CA DIJON (1re ch. 1re sect.), 30 mars 1993 : RG n° 00000924/92 ; arrêt n° 55­6

 

Extraits : 1/ « Attendu que les documents versés aux débats ne démontrent pas, contrairement à ce que soutient l'UFC, qu'il soit matériellement impossible pour le consommateur de voir les conditions générales de vente de Home Salons avant de signer le bon de commande ; qu'il suffit apparemment soit de tourner la première page, soit de retourner toute la liasse ; Attendu que l'UFC se réfère à tort à la Commission des clauses abusives qui, le 26 novembre 1980, a recommandé que les contrats d'achat d'objets d'ameublement conclus entre professionnels et non-professionnels ou consommateurs soient signés en bas de chaque page comportant des obligations pour l'acheteur ; que le non-respect de cet avis n'implique pas nécessairement un abus au sens de la loi du 10 janvier 1978 ».

2/ « Attendu que dans l'exemplaire-type de contrat versé aux débats, la clause se présente sous la forme suivante : « Si pour cas de force majeure, circonstances fortuites ou par le fait d'un tiers, notre société ne pouvait exécuter la commande, la résiliation entraînerait simplement pour elle l'obligation de restituer les versements effectués, sans intérêts, ni indemnités » ; Attendu que le tribunal a considéré à bon droit que ces dispositions étaient abusives comme ne respectant pas l'équilibre contractuel ; que la Cour ne peut qu'approuver les motifs pertinents par lesquels il s'est déterminé ».

3/ « Attendu que dans la rédaction de l'assignation de l'UFC, reproduite au début du présent arrêt, cette clause ne figure pas dans le contrat-type produit aux débats ; que la demande de l'UFC sur ce point ne peut donc être que rejetée ».

4/ « Attendu que le tribunal a estimé à juste titre que ces dispositions étaient abusives ; que, compte tenu de la gravité de la sanction, le délai de trois jours est en effet trop bref pour permettre au consommateur moyen, qui peut avoir des difficultés à s'exprimer par écrit, de prendre une décision suffisamment mûrie, de rédiger sa lettre de réclamation et de procéder à l'expédition, qui exige de se déplacer dans un bureau de poste ; Attendu qu'il appartient à Home Salons de remplacer sa clause abusive par une autre qui ne le soit pas ; que la Cour n'a pas à rendre dans ce domaine une décision qui s'apparenterait à un arrêt de règlement ».

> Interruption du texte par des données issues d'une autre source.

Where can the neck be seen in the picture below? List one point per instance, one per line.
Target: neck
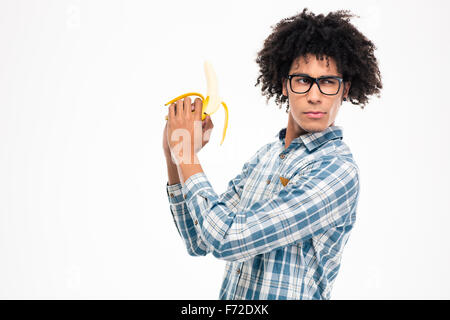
(293, 131)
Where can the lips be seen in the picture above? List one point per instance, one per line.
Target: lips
(314, 114)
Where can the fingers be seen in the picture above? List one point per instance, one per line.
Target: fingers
(198, 109)
(187, 107)
(208, 121)
(171, 111)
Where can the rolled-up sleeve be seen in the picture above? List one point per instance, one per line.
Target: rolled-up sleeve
(321, 196)
(187, 225)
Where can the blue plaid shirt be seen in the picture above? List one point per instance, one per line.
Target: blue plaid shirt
(282, 223)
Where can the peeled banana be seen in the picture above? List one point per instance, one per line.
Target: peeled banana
(212, 102)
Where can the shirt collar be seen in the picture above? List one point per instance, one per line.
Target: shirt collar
(313, 140)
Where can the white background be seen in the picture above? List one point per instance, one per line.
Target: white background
(83, 207)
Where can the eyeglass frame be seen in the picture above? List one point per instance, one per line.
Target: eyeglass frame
(316, 81)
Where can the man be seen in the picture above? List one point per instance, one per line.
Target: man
(283, 222)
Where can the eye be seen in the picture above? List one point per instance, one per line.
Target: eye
(301, 80)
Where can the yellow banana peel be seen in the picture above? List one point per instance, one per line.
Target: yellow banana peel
(212, 102)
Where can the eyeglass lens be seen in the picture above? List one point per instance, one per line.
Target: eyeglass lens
(301, 84)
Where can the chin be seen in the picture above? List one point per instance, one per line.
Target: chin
(311, 126)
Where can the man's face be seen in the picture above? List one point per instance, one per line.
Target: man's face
(314, 100)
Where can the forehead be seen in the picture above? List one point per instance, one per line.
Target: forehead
(314, 66)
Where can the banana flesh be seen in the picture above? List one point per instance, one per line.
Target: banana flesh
(212, 102)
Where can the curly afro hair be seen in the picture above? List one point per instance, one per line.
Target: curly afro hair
(330, 36)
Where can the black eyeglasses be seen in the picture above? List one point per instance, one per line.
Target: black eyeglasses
(302, 83)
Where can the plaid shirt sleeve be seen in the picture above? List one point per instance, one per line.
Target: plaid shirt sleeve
(186, 226)
(320, 197)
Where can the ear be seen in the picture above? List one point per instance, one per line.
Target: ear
(347, 85)
(283, 82)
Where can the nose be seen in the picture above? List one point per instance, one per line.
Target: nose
(314, 95)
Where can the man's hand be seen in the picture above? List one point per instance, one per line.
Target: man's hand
(184, 120)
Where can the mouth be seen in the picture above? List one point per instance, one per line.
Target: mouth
(314, 114)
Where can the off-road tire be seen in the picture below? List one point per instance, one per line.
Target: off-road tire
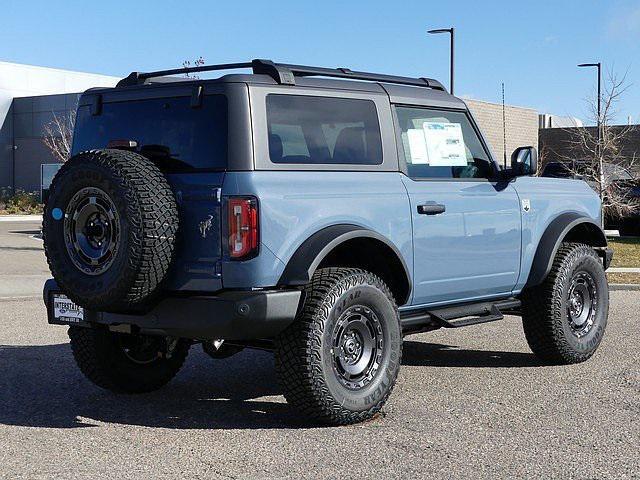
(101, 359)
(545, 308)
(148, 225)
(304, 355)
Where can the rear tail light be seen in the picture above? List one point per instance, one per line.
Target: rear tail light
(243, 227)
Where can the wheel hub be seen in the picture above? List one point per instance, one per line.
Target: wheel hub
(582, 303)
(92, 232)
(357, 347)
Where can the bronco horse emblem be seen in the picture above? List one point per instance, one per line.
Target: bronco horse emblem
(205, 226)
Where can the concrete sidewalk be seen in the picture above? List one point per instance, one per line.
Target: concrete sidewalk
(623, 270)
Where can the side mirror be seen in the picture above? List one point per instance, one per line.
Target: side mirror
(524, 161)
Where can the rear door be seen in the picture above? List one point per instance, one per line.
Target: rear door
(466, 228)
(187, 139)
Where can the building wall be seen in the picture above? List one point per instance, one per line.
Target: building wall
(18, 81)
(556, 144)
(521, 127)
(30, 118)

5/ « Attendu que cette clause désigne comme juridiction compétente en cas de litige le tribunal de commerce du lieu de la prise de commande ; qu'elle comporte cependant une seconde phrase ainsi conçue : « Le présent article n'est cependant pas applicable à l'égard de l'acheteur non commerçant » ; Attendu que la société Home Salons fait valoir à bon droit que l'on ne saurait considérer comme abusives des dispositions qui ne font que reprendre en termes clairs des stipulations légales ; que le texte est en effet rédigé et présenté de façon telle qu'il ne peut induire en erreur un consommateur moyen, normalement vigilant, qui entreprendrait de le lire ».

 

RÉPUBLIQUE FRANÇAISE

AU NOM DU PEUPLE FRANÇAIS

 

COUR D’APPEL DE DIJON

PREMIÈRE CHAMBRE PREMIÈRE SECTION

ARRÊT DU 30 MARS 1993

 

ÉLÉMENTS D’IDENTIFICATION DE LA DÉCISION                                      (N.B. : mention ne figurant pas sur l’original)

R.G. n° 00000924/92. Arrêt n° 556.

 

PARTIES EN CAUSE :

APPELANTES :

- La Société SA HOME SALONS FRANCE

Dont le siège social est situé [adresse], Appelante, Représentée par la SCP ANDRE-GILLIS, avoué, Assistée de Maître FEDER, avocat, au Barreau de Paris,

- La Société K.R.

Ayant son siège « Home Salons » Centre Commercial Mammouth [adresse], Appelante, Représentée par la SCP ANDRE-GILLIS, avoué, Assistée de Maître FEDER, avocat, au Barreau de Paris,

ET

INTIMÉE :

L'UNION FÉDÉRALE DES CONSOMMATEURS (UFC QUE CHOISIR)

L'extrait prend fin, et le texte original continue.